Covid-19: How do "digital course reserves" work?
Since the library is not checking out physical Course Reserves this term due to Covid-19, we have started to digitize some of our most popular course reserves (by professor request). You can check these digital book scans out for two-hour loans, 24/7, from the Library Course Reserves web site. Because of copyright restrictions, only one person can access the book at a time, and sharing/printing/downloading is disabled. In spite of the limitations, we hope that this service can help alleviate some hardship for students who cannot afford to buy their own textbooks.
Are my Textbooks available at the library?
Unfortunately, the library does not have the resources needed to purchase every book that our faculty assign as required texts for courses. In order to relieve some of the financial burden on students, we have established the Textbooks on Reserve Program. We have purchased copies of the textbooks of some courses to keep on Reserve behind the Library Service Desk. Students can check these out for 2-hour periods of in-library use. The Dean selects the courses based on enrollment, with weight given to those courses with high withdraw/failure rates. In addition, many professors have brought in their own personal copies or their departments' extra copies for students to use through the Textbooks on Reserve Program. Over half of our Textbooks on Reserve are here because of generous faculty. If your course's textbook is not on reserve, please ask your instructor to loan the library any extra copies they have.
How do I get access to the books my professor has on reserve?

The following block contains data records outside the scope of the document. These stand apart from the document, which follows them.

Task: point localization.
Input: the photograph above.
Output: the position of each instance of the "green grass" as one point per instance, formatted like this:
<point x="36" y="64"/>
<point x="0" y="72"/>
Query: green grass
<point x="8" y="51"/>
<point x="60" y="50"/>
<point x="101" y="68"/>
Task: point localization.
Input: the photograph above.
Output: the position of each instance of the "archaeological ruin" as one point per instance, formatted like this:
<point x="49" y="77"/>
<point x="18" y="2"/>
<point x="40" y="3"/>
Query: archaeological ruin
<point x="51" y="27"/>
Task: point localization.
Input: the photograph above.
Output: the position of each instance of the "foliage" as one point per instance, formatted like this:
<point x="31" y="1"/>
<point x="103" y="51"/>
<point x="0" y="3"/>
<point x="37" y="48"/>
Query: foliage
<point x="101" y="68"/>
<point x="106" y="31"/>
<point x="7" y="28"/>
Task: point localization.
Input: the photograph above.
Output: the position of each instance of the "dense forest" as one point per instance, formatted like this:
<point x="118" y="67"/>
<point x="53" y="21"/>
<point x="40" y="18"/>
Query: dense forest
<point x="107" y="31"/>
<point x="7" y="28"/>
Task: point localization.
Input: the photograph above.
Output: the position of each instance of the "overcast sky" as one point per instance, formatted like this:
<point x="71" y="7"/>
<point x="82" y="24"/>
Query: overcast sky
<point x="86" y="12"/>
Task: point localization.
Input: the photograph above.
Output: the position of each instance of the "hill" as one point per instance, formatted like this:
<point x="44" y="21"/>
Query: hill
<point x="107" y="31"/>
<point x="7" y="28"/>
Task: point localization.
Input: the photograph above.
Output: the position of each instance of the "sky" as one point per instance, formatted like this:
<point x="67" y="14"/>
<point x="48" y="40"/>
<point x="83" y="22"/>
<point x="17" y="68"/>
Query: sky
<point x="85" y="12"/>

Just come up to the Library Service Desk, and tell a staff person that you would like to check out a Course Reserve. You will need your Gull Card (or your barcode app). If you can provide the Shelf Name and Number of the item you want, the staff person can quickly retrieve the item from the back and check it out to you. You can find this "location" information in our searchable Reserves catalog, to the right of the item's title.

We can also assist you when you come up to the desk with looking up the item in our Course Reserves system catalog on a service desk computer -- you will need to know the item's title, your professor's name, or your course number. You must have your Gull Card (or the SU Gull Card Barcode app) to check out anything at the library.

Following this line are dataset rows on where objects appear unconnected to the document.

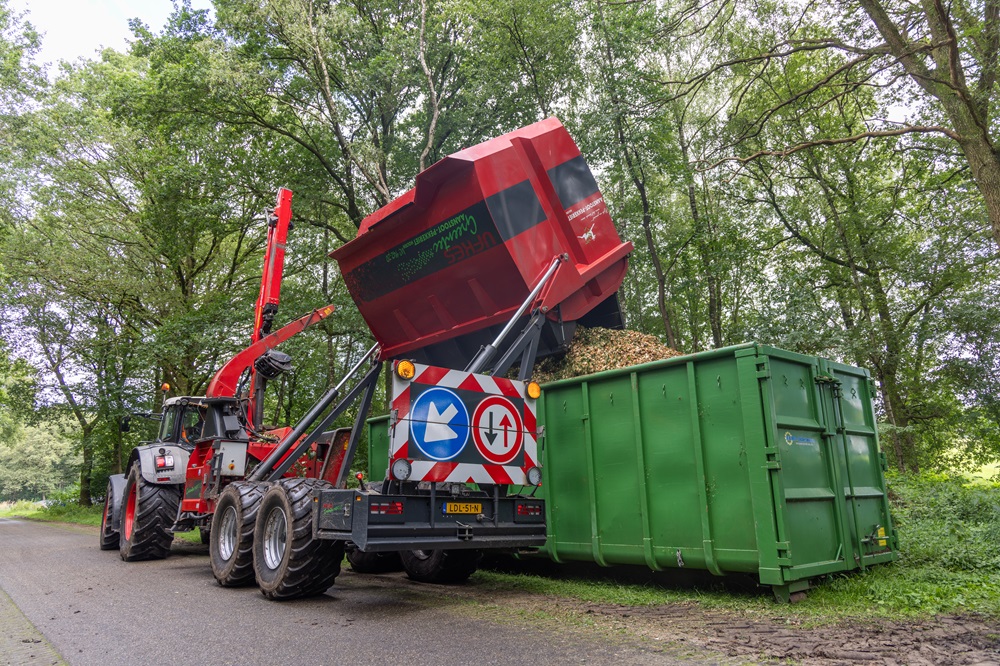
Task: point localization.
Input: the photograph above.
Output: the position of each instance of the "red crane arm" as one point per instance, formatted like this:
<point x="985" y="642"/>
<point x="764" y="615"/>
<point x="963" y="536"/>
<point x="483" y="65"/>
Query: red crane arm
<point x="223" y="384"/>
<point x="278" y="224"/>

What if my professor has a DVD on reserve?

Usually DVDs being used in courses have a 3-Hour checkout period, and can NOT be taken out of the building. When you check out the DVD, you can also check out an external DVD player and headphones, and watch the film on any computer in the GAC. Check out a laptop and find a comfortable couch or chair in the library, or watch the film on one the large screens in a reservable study room.

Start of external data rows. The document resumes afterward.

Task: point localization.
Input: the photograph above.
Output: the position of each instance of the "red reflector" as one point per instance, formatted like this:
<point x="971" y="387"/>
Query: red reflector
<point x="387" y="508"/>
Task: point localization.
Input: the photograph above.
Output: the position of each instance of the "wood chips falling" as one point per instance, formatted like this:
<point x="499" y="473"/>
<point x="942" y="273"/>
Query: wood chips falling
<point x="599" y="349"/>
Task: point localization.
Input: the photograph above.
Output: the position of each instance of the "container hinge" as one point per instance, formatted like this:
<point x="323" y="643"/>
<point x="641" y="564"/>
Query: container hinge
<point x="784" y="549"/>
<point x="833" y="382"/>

What are E-reserves, and how do I get to them?

We use the term "E-reserves" to describe any files that you access online for a class -- these can be book chapters, journal articles, or any digital material that your professor wants to make available to you, in SU's case, through posting on MyClasses course pages. Your professor will post course material or "E-reserves" on your course's MyClasses Canvas page. Some articles might be accessible through the library's databases -- your professor might provide a link to these articles on MyClasses, or might ask that you use the library's databases directly to get research experience. You can print or download most of these files for offline reading -- you are allotted 300 pages of campus prints per week.